For years, game managers have said that we are currently at the bottom of the barrel, the low point in the grouse population cycle. My question is, "When are we going to turn the corner?"

The word "cycle" is one of those loaded words that has a built-in presupposition that in fact may not be true when circumstances change.

For years, game managers have said that we are currently at the bottom of the barrel, the low point in the grouse population cycle.

My question is, "When are we going to turn the corner?"

When is the population of the ruffed grouse going to go back to where it was?

Expert opinion in all the popular literature states that the "10-year ruffed grouse population cycle" is at a low ebb.

And now the bottom of the curve seems to have stretched out over 10 years and is nearing the end of its second decade.

The grouse cycle is flat-lining, and we all know what that means.

Those who pursue grouse throughout the Great Lake states say that these up and down, decade-long cycles seem to be spiraling downward with each high point lower than the last.

And this one's pretty low.

What can be done?

As hunters, we scratch our heads and wonder.

The powers that be say, "It doesn't matter how many grouse we shoot, other factors such as animal predation, insect infestations and cover are more important than the hunter harvest."

How many times have we heard that?

I've been hearing that since when I was a young man, and now I'm an old man, and I still am hearing it!

In New York state, grouse season still starts Oct. 1 (in the Southern Zone) and runs through February - a five-month-long season.

And I challenge anyone to find more grouse on a hillside than deer and turkey. If we had a five-month-long season for deer and turkey, we'd wipe them out.

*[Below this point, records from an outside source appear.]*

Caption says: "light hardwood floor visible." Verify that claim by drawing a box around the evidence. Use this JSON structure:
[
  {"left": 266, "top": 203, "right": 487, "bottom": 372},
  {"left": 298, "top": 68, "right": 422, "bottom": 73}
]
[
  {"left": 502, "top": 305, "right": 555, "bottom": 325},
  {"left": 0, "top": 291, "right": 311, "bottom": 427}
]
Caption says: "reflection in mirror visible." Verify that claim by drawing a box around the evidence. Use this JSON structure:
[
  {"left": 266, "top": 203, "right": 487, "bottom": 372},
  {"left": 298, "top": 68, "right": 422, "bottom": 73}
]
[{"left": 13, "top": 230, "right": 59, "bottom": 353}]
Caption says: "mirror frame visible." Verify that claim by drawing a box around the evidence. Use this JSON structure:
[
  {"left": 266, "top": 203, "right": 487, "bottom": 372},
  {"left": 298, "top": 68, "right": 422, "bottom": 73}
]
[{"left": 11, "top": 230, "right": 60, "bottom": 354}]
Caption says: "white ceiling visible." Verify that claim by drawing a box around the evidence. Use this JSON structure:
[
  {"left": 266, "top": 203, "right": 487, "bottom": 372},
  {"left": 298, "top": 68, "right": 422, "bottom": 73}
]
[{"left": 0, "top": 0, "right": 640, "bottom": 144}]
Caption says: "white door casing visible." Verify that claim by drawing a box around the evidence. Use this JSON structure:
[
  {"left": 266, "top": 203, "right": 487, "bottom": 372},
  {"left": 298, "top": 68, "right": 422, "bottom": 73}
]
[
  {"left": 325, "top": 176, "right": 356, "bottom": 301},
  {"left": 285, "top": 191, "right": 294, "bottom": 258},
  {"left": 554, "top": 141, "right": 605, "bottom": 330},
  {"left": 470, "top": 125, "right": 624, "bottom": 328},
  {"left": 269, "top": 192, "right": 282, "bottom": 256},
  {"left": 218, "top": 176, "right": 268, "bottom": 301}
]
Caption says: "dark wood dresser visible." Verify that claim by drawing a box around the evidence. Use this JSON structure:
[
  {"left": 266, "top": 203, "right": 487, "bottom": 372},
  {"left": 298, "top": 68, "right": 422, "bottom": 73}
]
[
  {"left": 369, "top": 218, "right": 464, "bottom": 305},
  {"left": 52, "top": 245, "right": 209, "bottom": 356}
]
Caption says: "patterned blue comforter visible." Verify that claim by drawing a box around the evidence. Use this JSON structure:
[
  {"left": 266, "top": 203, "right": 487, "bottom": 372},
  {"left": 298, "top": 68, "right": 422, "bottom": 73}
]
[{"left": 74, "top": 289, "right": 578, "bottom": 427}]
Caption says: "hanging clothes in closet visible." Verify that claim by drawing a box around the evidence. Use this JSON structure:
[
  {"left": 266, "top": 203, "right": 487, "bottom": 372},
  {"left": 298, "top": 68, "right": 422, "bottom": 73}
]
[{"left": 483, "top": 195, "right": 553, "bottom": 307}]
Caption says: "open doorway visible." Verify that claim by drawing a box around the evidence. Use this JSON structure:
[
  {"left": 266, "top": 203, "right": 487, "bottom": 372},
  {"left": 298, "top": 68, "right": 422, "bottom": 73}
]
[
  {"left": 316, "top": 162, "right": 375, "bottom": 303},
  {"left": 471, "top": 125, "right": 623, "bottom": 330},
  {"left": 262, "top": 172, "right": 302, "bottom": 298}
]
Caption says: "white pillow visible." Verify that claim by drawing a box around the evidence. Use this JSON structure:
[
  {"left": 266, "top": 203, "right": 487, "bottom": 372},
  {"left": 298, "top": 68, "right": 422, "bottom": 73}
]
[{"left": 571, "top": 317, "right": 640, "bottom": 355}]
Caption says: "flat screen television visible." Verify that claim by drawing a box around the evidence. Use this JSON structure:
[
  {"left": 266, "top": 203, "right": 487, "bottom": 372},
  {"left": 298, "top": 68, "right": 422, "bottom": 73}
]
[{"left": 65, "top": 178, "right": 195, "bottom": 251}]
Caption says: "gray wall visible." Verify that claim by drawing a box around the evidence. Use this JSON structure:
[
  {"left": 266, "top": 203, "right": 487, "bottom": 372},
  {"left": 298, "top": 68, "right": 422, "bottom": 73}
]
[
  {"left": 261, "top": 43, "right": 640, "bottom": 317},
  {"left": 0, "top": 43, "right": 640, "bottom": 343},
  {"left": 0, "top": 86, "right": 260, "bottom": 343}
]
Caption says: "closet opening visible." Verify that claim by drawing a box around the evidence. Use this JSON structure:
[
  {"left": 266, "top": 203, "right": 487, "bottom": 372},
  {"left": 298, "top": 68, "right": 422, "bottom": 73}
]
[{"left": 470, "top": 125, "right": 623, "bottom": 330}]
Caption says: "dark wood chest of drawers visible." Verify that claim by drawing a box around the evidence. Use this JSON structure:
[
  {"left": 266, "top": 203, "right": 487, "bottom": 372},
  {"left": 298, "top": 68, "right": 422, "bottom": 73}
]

One thing seems for sure: a bird in the game pouch is not going to be drumming on a log or hatching a clutch of eggs next spring.

Can't we help the birds-to-be numbers by cutting back the season, the bag limit and consequently the kill?

Wouldn't there be more birds if fewer were dead?

Game managers, those game department scientists, charged with setting the season length and bag limits are a puzzlement.

Unlike many other game species, from waterfowl to whitetail deer, our game managers do not seem to be using their powers to tune the grouse season.

Year after year, we see no change.

Every year the regulations are exactly the same and there are fewer and fewer grouse.

And even game managers admit the grouse numbers dramatically fluctuate.

And even the most casual observer and hunter who only sets foot in the woods a few times a year would say the ruffed grouse, the king of game birds, seems all but forgotten with no more "management" than crows or woodchucks get. (Not that there is anything wrong with groundhogs and crows.)

The ruffed grouse season should change every few years, depending upon what stage of the theoretical cycle we are currently experiencing.

It's crazy. We are going to hunt this bird to near extinction.

Tune the hunting season for the current population.

If there are pockets of heavy population (which I doubt exist, but may), then fine tune it within the Wildlife Management Unit or geographical area like waterfowl or deer. Come on, this isn't rocket science.

As it stands, the ruffed grouse hunting season runs from Oct. 1 to Feb. 28 in the Southern Zone and begins Sept. 20 in the Northern Zone, and also closes the last day of February. Hunters are allowed four birds each day.

So I could shoot 600 birds in one season. That is probably all the grouse in the Southern part of the county. And that is just one hunter!

This season length has not varied one day for years, whether or not the "pat" population is on the "boom" side of the grouse cycle or the "bust" side.

What more proof does one need to see that nothing is being done?

Wouldn't it make sense to tailor the season and the bag limit to the population?

Currently New York has a grouse hunter survey (http://www.dec.ny.gov/press/38242.html and states that approximately 75,000 grouse hunters now kill about 150,000 birds. Back in 2005, the New York DEC said that the same number of hunters, over the same time period killed 225,000 birds, that's pretty "slim pickin's", now from  three birds per hunter for the entire season, down to two! And on that website grouse hunters are urged to participate in the survey.

But what good is a survey if the regulations never change?

If the DEC allows more deer permits when the whitetail population increases, and then cuts them back when the take figures from the previous year show a lower success rate from hunters, wouldn't the same process hold true for grouse?

If the federal government, which suggests the bag limit and season length for waterfowl and other migratory game birds such as the woodcock, pinned to annual surveys, wouldn't the same game management methodology hold true for grouse?

Some have said that the cause of the most recent low ebb in the grouse population is because of the cyclic nature of leaf eating caterpillars in the forest canopy. Last spring, turkey hunters noted a sound like rain and the lack of leaves opened the forest making for easy pickings for hawks and owls. Others blame it on a series of "bad hatches." And still others say that "it is just nature's way and a mystery." All have some truth.

But if a large percentage of those 150,000 dead ruffed grouse that the state says we harvested this year were drumming, strutting and incubating eggs come spring, it only stands to reason that there would be more breeding birds as the famous "grouse cycle" was turned around and began to spiral up for a change.